Donner un prix au carbone afin d’atteindre les objectifs de Paris

Carbon Market Watch vient de publier un briefing abordant la tarification du carbone. Aki Kachi, le directeur de la politique internationale de Carbon Market Watch, vous présente en quelques lignes à quoi ces politiques pourraient servir et pourquoi la société civile devrait participer.

2017 a connu les plus hautes températures jamais enregistrées. Certains jours, il faisait trop chaud pour que les avions puissent voler et les Etats-Unis et l’Asie ont été frappés par plusieurs violents ouragans, typhons et tempêtes tropicales.  D’autres régions du monde ont été victimes de sécheresses, feux de forêt, pluies torrentielles et autres phénomènes météorologiques extrêmes.

La tarification du carbone pourrait devenir un levier puissant dans la lutte contre les changements climatiques. Toutefois, trop peu de pays donnent un prix au carbone. Quant aux pays qui lui en ont donné un, il est souvent trop bas et d’autres politiques compromettent son efficacité.

La difficulté de chiffrer correctement le coût du carbone

Est-il réellement possible de chiffrer avec précision le coût de tous les dégâts causés par les changements climatiques, notamment la perte de biodiversité, l’acidification des océans, l’augmentation du niveau des mers, les sécheresses, les famines, la propagation de maladies tropicales, les phénomènes météorologiques extrêmes, l’instabilité politique ainsi que tous les effets encore imprévisibles ? Ce calcul est difficile. Toutefois, d’éminents économistes travaillant pour la Commission de Haut Niveau sur les Prix du Carbone ont récemment établi qu’un prix d’au moins 40 à 80 $ par tonne de CO2 d’ici 2020 et 50 à 100 $ par tonne de CO2 d’ici 2030 doit être exigé pour atteindre les objectifs de l’Accord de Paris.

La tarification du carbone ne peut évidemment pas tout faire. Elle doit être accompagnée d’autres politiques tout aussi importantes pour surmonter des obstacles tels que le partage des mesures incitatives entre les propriétaires et les locataires en ce qui concerne la performance énergétique, le coût élevé de la recherche ou du développement et la promotion des technologies.

Il faut aussi éliminer beaucoup de facteurs qui peuvent amoindrir l’efficacité de la tarification du carbone comme les subsides aux combustibles fossiles, l’attribution gratuite de permis d’émissions, les exonérations d’impôts, les abattements fiscaux et les compensations carbone.

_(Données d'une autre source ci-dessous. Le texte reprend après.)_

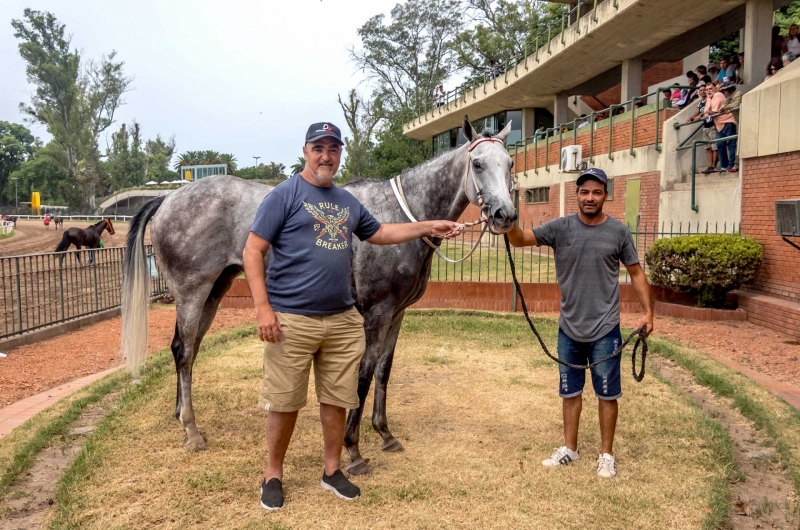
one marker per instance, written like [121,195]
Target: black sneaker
[272,494]
[338,483]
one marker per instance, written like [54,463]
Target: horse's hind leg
[382,372]
[192,324]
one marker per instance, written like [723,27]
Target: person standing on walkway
[725,124]
[589,247]
[305,308]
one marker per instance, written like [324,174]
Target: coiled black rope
[640,333]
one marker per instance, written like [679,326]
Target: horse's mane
[357,181]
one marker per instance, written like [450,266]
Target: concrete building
[617,55]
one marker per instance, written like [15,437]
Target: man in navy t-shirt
[304,306]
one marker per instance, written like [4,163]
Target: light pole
[16,200]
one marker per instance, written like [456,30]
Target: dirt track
[31,237]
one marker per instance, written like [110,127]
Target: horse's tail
[64,245]
[136,289]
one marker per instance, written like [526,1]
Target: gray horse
[199,232]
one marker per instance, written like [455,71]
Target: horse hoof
[358,467]
[392,445]
[196,443]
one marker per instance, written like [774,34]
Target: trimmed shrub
[706,266]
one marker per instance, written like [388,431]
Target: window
[537,195]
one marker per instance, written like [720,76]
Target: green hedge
[706,266]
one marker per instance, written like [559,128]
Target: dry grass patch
[475,429]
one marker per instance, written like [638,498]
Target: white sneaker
[561,457]
[606,466]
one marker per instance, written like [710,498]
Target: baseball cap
[595,174]
[323,129]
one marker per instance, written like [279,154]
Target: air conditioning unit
[787,217]
[571,157]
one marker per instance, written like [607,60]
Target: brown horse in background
[85,237]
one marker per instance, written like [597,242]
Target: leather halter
[397,189]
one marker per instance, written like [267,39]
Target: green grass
[155,370]
[779,420]
[24,454]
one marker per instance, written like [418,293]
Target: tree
[298,166]
[76,103]
[412,54]
[46,173]
[499,33]
[362,118]
[17,145]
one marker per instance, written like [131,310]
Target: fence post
[19,295]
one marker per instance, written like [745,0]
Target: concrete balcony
[587,57]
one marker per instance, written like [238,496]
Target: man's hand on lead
[269,327]
[446,229]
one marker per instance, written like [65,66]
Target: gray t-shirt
[587,270]
[311,232]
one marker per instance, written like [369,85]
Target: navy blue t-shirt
[310,230]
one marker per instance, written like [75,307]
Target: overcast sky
[237,76]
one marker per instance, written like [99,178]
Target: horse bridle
[397,189]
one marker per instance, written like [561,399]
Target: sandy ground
[37,367]
[31,237]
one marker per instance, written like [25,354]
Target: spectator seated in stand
[774,66]
[792,42]
[778,42]
[713,72]
[688,95]
[702,74]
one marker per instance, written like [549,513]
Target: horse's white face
[491,169]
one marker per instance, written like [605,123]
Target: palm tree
[298,166]
[230,160]
[189,158]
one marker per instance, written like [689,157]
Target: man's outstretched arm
[642,290]
[521,238]
[394,233]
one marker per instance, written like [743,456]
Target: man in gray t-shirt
[589,246]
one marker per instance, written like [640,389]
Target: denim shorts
[605,376]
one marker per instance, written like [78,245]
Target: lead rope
[641,332]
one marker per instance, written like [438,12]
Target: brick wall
[653,75]
[644,134]
[536,214]
[765,180]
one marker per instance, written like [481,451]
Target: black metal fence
[39,290]
[489,263]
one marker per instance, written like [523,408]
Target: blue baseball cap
[323,130]
[593,173]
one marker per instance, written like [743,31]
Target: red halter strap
[476,144]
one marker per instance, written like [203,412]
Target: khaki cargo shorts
[334,344]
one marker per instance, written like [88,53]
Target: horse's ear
[502,135]
[469,132]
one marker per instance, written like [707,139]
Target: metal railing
[694,145]
[489,262]
[39,290]
[531,48]
[592,126]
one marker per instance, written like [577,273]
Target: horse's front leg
[382,371]
[375,329]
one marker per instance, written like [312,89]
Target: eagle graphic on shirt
[330,224]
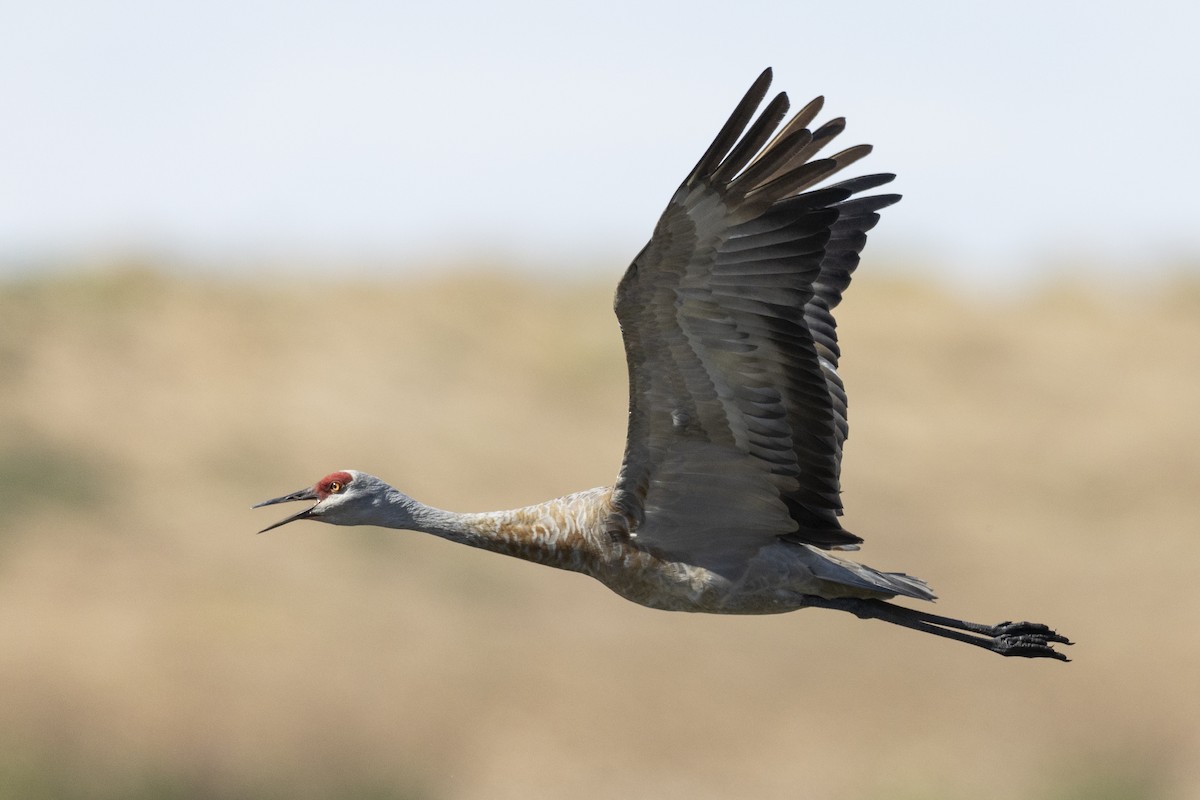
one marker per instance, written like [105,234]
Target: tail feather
[862,577]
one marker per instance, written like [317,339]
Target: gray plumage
[729,498]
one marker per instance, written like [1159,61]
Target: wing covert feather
[737,415]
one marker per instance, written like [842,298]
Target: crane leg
[1025,639]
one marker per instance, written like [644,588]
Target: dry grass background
[1031,457]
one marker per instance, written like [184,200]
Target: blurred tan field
[1033,456]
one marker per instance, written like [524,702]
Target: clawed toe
[1026,630]
[1029,645]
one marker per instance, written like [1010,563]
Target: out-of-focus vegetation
[1035,456]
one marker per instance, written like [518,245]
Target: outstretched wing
[737,414]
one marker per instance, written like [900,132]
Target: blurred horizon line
[1050,268]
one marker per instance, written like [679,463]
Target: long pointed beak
[303,494]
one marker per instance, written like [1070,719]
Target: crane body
[729,495]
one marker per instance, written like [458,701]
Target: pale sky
[552,133]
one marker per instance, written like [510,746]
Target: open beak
[303,494]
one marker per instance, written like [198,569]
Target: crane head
[339,497]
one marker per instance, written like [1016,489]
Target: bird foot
[1027,641]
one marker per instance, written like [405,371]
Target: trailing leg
[1025,639]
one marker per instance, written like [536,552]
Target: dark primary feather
[737,414]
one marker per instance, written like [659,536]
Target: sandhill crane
[729,494]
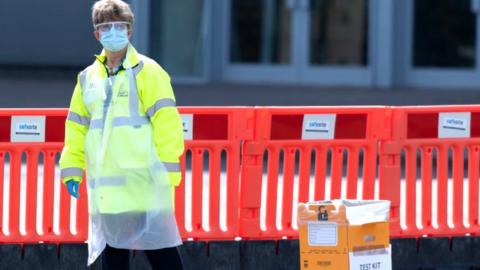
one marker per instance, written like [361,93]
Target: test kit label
[322,234]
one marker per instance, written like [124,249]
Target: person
[124,130]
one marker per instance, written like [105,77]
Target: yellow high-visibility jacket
[156,101]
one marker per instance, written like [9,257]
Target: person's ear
[97,35]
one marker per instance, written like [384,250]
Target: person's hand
[72,187]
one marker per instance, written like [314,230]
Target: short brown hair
[111,10]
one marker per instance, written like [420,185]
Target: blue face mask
[114,40]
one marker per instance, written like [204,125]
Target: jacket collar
[131,57]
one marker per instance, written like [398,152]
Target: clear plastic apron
[130,198]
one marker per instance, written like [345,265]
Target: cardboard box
[344,234]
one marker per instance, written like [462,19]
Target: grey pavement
[53,88]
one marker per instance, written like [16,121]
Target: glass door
[259,41]
[337,42]
[442,43]
[316,42]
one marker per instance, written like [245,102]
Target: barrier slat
[458,186]
[442,189]
[426,170]
[197,189]
[473,178]
[352,172]
[214,203]
[287,198]
[48,191]
[180,200]
[320,172]
[304,175]
[233,171]
[369,171]
[31,196]
[336,169]
[411,187]
[64,212]
[2,177]
[272,186]
[82,214]
[14,207]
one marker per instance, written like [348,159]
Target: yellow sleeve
[72,160]
[159,102]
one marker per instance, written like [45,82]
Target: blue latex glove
[72,187]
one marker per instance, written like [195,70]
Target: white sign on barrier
[454,125]
[318,126]
[27,129]
[187,122]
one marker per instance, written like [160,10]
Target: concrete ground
[53,88]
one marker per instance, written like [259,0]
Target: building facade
[364,43]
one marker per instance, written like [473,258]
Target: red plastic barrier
[436,147]
[215,130]
[246,160]
[298,133]
[48,150]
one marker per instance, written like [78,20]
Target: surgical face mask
[113,35]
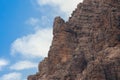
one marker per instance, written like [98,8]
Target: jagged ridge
[87,46]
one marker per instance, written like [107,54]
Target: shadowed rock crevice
[87,46]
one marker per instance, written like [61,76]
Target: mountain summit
[87,46]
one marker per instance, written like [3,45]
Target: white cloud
[37,22]
[3,63]
[66,6]
[24,65]
[33,45]
[11,76]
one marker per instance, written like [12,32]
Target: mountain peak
[87,46]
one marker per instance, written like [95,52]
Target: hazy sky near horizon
[26,33]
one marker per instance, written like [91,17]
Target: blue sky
[26,33]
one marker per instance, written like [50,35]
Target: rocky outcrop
[87,46]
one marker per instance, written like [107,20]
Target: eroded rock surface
[87,46]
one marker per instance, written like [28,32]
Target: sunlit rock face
[87,46]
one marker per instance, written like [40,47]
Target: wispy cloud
[11,76]
[66,6]
[22,65]
[33,45]
[3,63]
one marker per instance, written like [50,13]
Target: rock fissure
[87,46]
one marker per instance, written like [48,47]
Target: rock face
[87,46]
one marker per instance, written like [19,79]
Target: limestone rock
[87,46]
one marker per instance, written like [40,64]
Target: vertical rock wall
[87,46]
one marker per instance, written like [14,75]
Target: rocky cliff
[87,46]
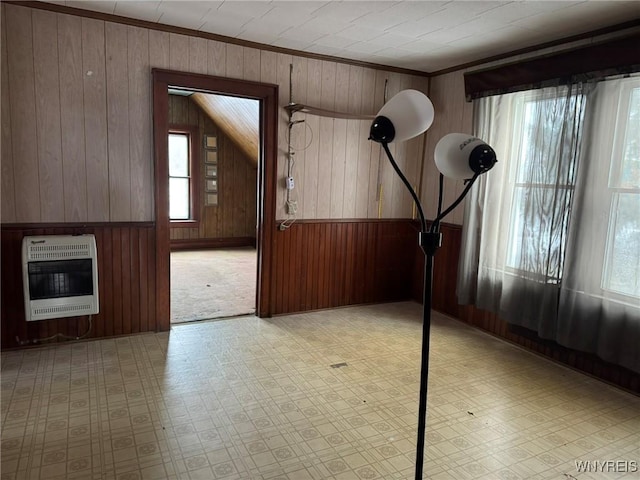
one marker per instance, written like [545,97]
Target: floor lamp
[464,157]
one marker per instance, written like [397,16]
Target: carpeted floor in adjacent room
[215,283]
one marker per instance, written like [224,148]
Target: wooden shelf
[298,107]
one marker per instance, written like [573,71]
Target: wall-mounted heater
[60,276]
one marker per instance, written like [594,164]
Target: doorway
[267,96]
[214,150]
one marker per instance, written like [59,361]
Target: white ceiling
[420,35]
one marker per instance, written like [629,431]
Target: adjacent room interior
[213,160]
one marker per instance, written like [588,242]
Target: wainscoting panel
[126,281]
[325,264]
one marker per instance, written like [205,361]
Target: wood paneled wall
[77,121]
[325,264]
[235,214]
[127,283]
[445,277]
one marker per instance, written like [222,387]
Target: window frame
[193,133]
[616,189]
[516,185]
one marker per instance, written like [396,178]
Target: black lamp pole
[429,240]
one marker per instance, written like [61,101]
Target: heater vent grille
[59,276]
[74,310]
[58,252]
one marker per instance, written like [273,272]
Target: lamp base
[430,242]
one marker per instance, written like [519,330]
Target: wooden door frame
[267,94]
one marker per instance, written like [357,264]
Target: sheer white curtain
[599,309]
[516,219]
[551,236]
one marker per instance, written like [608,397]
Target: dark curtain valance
[592,62]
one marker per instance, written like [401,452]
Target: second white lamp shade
[411,113]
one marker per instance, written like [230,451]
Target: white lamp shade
[411,113]
[453,154]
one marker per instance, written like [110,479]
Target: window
[621,273]
[542,174]
[183,168]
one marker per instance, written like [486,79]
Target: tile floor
[258,399]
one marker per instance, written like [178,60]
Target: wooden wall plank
[251,64]
[23,113]
[198,55]
[125,275]
[140,146]
[216,58]
[367,161]
[47,94]
[234,61]
[95,119]
[8,198]
[339,184]
[159,49]
[268,67]
[118,122]
[353,142]
[72,118]
[178,52]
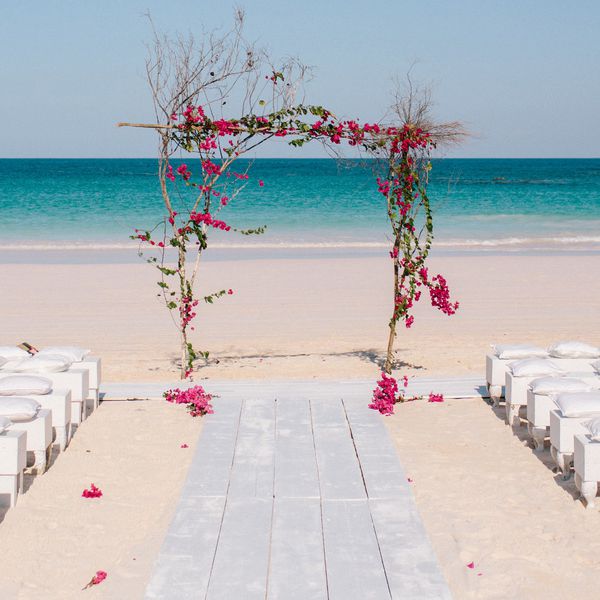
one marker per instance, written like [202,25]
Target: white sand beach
[483,495]
[303,318]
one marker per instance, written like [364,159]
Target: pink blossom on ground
[195,398]
[384,395]
[98,578]
[92,492]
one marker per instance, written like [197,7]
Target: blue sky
[523,76]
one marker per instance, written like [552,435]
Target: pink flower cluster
[436,397]
[92,492]
[198,401]
[98,578]
[384,395]
[209,220]
[440,296]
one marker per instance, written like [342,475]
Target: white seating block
[13,459]
[587,468]
[562,434]
[39,437]
[60,405]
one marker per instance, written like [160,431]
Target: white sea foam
[473,243]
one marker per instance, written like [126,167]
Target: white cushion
[593,427]
[73,353]
[578,404]
[18,409]
[515,351]
[26,385]
[13,352]
[555,385]
[38,364]
[534,367]
[573,350]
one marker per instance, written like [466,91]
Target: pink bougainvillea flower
[92,492]
[98,578]
[195,398]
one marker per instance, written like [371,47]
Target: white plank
[381,469]
[411,566]
[296,473]
[210,470]
[339,472]
[242,558]
[297,569]
[354,567]
[253,471]
[183,566]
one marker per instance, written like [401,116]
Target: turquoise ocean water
[479,204]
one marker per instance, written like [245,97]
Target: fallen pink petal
[92,492]
[98,578]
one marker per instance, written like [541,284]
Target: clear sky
[524,75]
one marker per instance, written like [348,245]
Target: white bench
[516,387]
[59,403]
[39,437]
[13,460]
[538,412]
[586,459]
[74,380]
[562,435]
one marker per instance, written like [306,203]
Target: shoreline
[128,255]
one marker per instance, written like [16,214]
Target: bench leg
[40,462]
[495,392]
[538,434]
[588,490]
[512,415]
[62,437]
[563,462]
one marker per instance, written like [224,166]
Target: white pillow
[26,385]
[556,385]
[593,427]
[13,352]
[73,353]
[573,350]
[18,409]
[515,351]
[38,364]
[534,367]
[578,404]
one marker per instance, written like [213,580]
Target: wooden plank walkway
[295,499]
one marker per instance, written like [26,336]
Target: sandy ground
[486,498]
[301,318]
[54,540]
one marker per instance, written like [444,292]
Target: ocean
[480,205]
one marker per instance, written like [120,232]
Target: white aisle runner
[295,498]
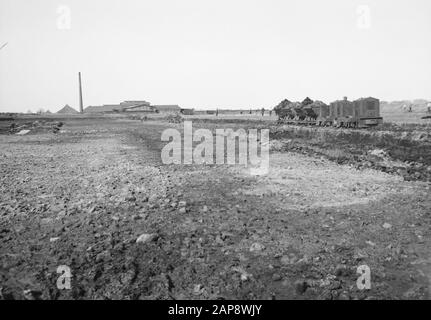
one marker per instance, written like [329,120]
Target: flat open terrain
[82,197]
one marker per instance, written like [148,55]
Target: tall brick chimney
[81,106]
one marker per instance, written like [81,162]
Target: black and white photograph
[198,151]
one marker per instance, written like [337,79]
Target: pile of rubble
[32,126]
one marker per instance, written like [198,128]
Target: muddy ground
[83,196]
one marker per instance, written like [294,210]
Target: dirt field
[83,196]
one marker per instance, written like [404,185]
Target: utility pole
[81,106]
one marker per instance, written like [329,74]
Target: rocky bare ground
[95,197]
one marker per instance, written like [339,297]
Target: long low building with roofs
[133,106]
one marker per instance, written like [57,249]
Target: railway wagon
[367,112]
[341,113]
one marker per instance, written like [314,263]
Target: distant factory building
[125,106]
[187,111]
[67,110]
[106,108]
[167,108]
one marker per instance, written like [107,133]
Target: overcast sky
[208,54]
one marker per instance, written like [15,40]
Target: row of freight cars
[361,113]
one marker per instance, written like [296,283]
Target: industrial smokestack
[81,106]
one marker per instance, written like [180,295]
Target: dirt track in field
[81,198]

Le potentiel des co-bénéfices et l’importance de l’engagement de la société civile

Si elle est correctement mise en place, la tarification du carbone peut offrir d’importants co-bénéfices, autres que ceux liés au climat. Pensons par exemple à une qualité de l’air améliorée et des retombées économiques qui pourraient permettre de participer à une transition équitable, d’investir dans d’autres mesures de lutte contre les changements climatiques ou encore de réduire certaines taxes. Un réinvestissement judicieux de ces revenus pourrait bénéficier à la croissance économique à double titre. Tenir compte des co-bénéfices de la tarification du carbone prend tout son sens et entre directement dans l’intérêt d’un pays, indépendamment de ce que font les autres pays.

Pour ces raisons, un large soutien de la société civile est nécessaire afin d’aboutir à des politiques robustes en matière de tarification du carbone. Les organisations non gouvernementales et d’autres groupes de la société civile jouent un rôle important dans la mise en place d’une politique climatique robuste, en se plaçant en contrepoids essentiel face aux intérêts des industries émettrices. Par ce briefing, nous espérons renforcer les capacités de la société civile afin qu’elle puisse influer sur l’élaboration des politiques nationales et internationales en matière de tarification du carbone.